Teotitlán del Valle is known for the gorgeous hand woven rugs made in almost every home there. I visited Bulmaro Perez Mendoza, the accomplished master weaver and designer at Father and Sons workshop where the family has been making rugs for nine generations. There I witnessed the rug making process from beginning to end. Maria Pilar, Bulmaro’s ninety-two year old grandmother, who stands four and a half feet at a stretch and speaks only Zapotec, demonstrated how to card wool for spinning. Father and Sons is one the few workshops that continues to make rugs dyed with only natural pigments and Bulmaro demonstrated how pomegranate skins produce a light green color. He then crushed a cochineal beetle, the parasitic bug that feeds on Nopal Cactus, in my hand and mixed it with a bit of lime fruit acid to create red. My hand was stained for the rest of the day, but it was a great reminder of how Oaxaca’s economy once thrived upon the crushed guts of a beetle. The bug guts create the world’s strongest natural red dyes and were first exported around the world during the Spanish Colonial period. Today there are cochineal farms where the beetles are cultivated. Bulmaro weaves these reds into both his original and more traditionally inspired designs, many of which take their cue from the Zapotec symbols found at Mitla, a nearby archeological site.
San Bartolo Coyotepec offers the chance to experience ancient traditions with a more recent evolution. This town produces a large quantity of barro negro, the famous Oaxacan black pottery, and the place to visit here is the Alfarería workshop owned by Doña Rosa’s family. Black pottery has been produced in this area for longer than anyone can count but Doña Rosa found a way to give it a shine. She developed a technique where hardened but still unfired pottery is hand burnished by rubbing a piece of quartz across the surface. This neat trick gives the pottery a soft luster after it’s fired. For those in the market for black pottery search for the faint but telltale lines left by the burnisher’s hand. Visitors at the Alfarería can watch Doña Rosa’s technique as well as see large pitchers and vases hand thrown on wheels constructed by centering and placing the clay on top of a plate that has been placed on top of another upside down plate. It’s an interesting improvisation of a potter’s wheel and it’s been in use for at least a thousand years.
Friday, visit Ocotlán de Morelos because the large open-air market is in full swing. It’s not considered appropriate to bargain in the artisan shops, but bargaining at the market can be fun. Cooks will find a wide array of dried spices colorfully displayed and the more adventuresome might enjoy trying a handful of fried chapulines seasoned with lemon or chili peppers. What are chapulines? Before domesticated animals, they were likely the region’s main protein source — they’re grasshoppers. What do they taste like? I could say “like chicken,” but that wouldn’t be true. I’ll leave this to the imagination. If grasshoppers don’t sound appetizing perhaps a corn based cup of tejate, might be more refreshing.

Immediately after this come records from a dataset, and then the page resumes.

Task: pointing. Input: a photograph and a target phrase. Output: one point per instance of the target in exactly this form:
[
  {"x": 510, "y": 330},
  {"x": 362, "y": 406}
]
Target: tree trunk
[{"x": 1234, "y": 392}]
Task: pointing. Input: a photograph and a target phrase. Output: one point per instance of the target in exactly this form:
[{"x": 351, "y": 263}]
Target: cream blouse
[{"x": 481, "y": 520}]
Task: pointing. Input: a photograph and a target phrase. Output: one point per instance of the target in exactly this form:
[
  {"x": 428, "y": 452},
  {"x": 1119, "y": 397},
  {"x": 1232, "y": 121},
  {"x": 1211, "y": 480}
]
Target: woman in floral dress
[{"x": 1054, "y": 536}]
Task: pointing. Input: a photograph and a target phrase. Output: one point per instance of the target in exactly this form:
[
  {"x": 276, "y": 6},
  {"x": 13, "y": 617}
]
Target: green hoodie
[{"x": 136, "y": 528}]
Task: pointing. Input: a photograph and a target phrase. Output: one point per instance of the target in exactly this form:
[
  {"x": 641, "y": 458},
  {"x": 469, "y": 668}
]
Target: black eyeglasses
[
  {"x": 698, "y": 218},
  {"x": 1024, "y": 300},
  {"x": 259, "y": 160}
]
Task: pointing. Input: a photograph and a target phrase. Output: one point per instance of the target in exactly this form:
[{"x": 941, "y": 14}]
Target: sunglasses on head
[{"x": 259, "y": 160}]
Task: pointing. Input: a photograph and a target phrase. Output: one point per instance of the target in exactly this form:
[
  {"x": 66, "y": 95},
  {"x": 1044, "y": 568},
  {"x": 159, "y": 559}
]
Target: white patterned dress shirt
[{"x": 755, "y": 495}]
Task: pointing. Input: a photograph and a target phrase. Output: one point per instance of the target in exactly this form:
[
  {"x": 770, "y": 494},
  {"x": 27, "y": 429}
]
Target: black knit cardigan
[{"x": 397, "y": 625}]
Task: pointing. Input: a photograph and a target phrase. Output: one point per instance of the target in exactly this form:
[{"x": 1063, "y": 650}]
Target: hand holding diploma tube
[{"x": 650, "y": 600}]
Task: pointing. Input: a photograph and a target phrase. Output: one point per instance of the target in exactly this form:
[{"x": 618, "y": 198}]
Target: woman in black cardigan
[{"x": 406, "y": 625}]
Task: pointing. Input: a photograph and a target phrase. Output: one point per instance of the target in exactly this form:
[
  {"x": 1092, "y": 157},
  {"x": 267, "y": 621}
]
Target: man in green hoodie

After the market, a trip down the street to the Aguilar Sisters’ shop offers the perfect dessert for the eyes. The Aguilar Sisters’ brightly painted clay sculptures depicting prostitutes, the Virgin Mary as well as fantastical creatures and humorous situations have achieved international fame. Each of the four sisters has her own style for portraying life in contemporary Oaxaca. I’ve previously seen their work presented in galleries located in both Taos and Santa Fe, New Mexico. Yet visiting the sisters’ workshop homes adds a new dimension to the experience. Collectors will find that purchasing the work here costs about a third of what it does elsewhere.
Shopping the Valley of Oaxaca is like taking the first bite from the end of the juajes’ tree fruit. There’s an expected richness but the layers and flavors go deeper than initially imagined. Music, food, dance, archaeological sites, and Oaxaca City’s famed zócalo still wait.